Everything about the presentation of The Quiet Girl evokes rural 1980s. The period-perfect costume and set design contextualize the dual English/Irish Gaelic languages conversationally spoken by the Irish in the mid-twentieth century. Bairéad makes the insightful choice to shoot the movie in a 1.37:1 aspect ratio, adding a classic and intimate home video-like quality to the world that Cáit quietly observes. Rural Ireland is also lovingly (and scathingly) represented in the character types, including the Jane Austen-esque vitriolic gossip Úna (Joan Sheehy). Appropriate to a rural environment, Úna’s venomous influence on the story is so profound that she stands just behind Mam and Da as a most dangerous threat to Cáit’s emotional well-being.

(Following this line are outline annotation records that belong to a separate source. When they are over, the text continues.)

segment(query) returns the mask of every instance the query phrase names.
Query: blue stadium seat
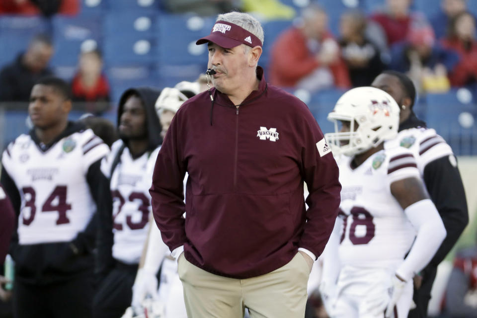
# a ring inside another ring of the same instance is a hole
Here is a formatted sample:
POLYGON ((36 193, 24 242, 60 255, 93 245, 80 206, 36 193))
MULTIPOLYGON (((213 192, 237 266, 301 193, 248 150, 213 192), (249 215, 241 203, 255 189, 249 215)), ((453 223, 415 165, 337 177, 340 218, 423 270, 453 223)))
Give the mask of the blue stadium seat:
POLYGON ((80 0, 80 14, 81 15, 101 14, 106 11, 105 0, 80 0))
POLYGON ((132 11, 154 13, 159 10, 160 0, 107 0, 109 9, 113 11, 130 12, 132 11))
POLYGON ((317 0, 316 2, 321 5, 328 14, 328 27, 335 37, 339 36, 341 14, 347 11, 361 8, 359 0, 317 0))
POLYGON ((329 89, 318 92, 315 94, 312 99, 317 100, 318 107, 315 110, 314 115, 317 118, 317 121, 323 134, 334 132, 334 125, 332 122, 327 120, 329 114, 336 102, 346 91, 342 89, 329 89))
POLYGON ((475 16, 477 16, 477 1, 468 1, 467 8, 469 11, 474 13, 475 16))
POLYGON ((157 60, 156 41, 135 35, 105 38, 103 57, 108 66, 152 66, 157 60))
MULTIPOLYGON (((427 18, 435 16, 441 10, 440 1, 436 0, 414 0, 413 8, 424 13, 427 18)), ((469 1, 468 2, 472 2, 469 1)))
POLYGON ((428 125, 459 155, 477 151, 477 104, 475 96, 469 94, 469 91, 453 89, 445 94, 426 96, 428 125))
POLYGON ((141 12, 108 12, 103 24, 105 38, 135 34, 138 37, 152 37, 156 29, 155 14, 141 12))
POLYGON ((268 66, 272 48, 275 40, 280 33, 290 27, 292 25, 291 21, 286 20, 272 20, 262 23, 265 38, 263 41, 263 52, 258 63, 260 66, 264 67, 268 66))
POLYGON ((384 0, 361 0, 361 7, 369 14, 383 9, 386 6, 384 0))
POLYGON ((52 60, 55 66, 77 65, 85 41, 101 43, 101 19, 99 15, 80 15, 75 17, 57 16, 53 18, 55 53, 52 60))
POLYGON ((11 62, 25 51, 31 38, 48 33, 47 20, 38 16, 0 16, 0 66, 11 62))
POLYGON ((159 61, 162 65, 200 64, 207 60, 207 45, 195 42, 210 33, 214 17, 161 15, 157 26, 159 61))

The Quiet Girl offers an unfortunate and timeless axiom – incompetent parents often keep having children, simultaneously creating and poisoning one life after another. The icing on this disappointing cake is that the children placed by fate into these toxic environments tend to latch onto adults that treat them with alien concepts of understanding and dignity. These champions of would-be simple kindness tend to be grandparents, aunts and uncles, and, in Cáit’s case, well-placed cousins. The truth is you don’t have to be any of these blood-bound connections – anyone with a touch of empathy can help to create a secure world for children to inhabit.

The movie is well worth a watch, even though Cáit’s plight is by no means a happy story. Its quality makes me want to seek out its source material, the novel Foster by Claire Keegan. I hope even more for a sequel where Cáit grows up to be a happy and functional adult who returns frequently to visit her short-term foster parents. That joyful thought will probably remain only in my headcanon. Regardless, The Quiet Girl is a highly-deserving Academy Award nominee for best international feature and, as the first Irish-language film to be shortlisted for an Oscar, a worthy carrier of the legacy of the Emerald Isle.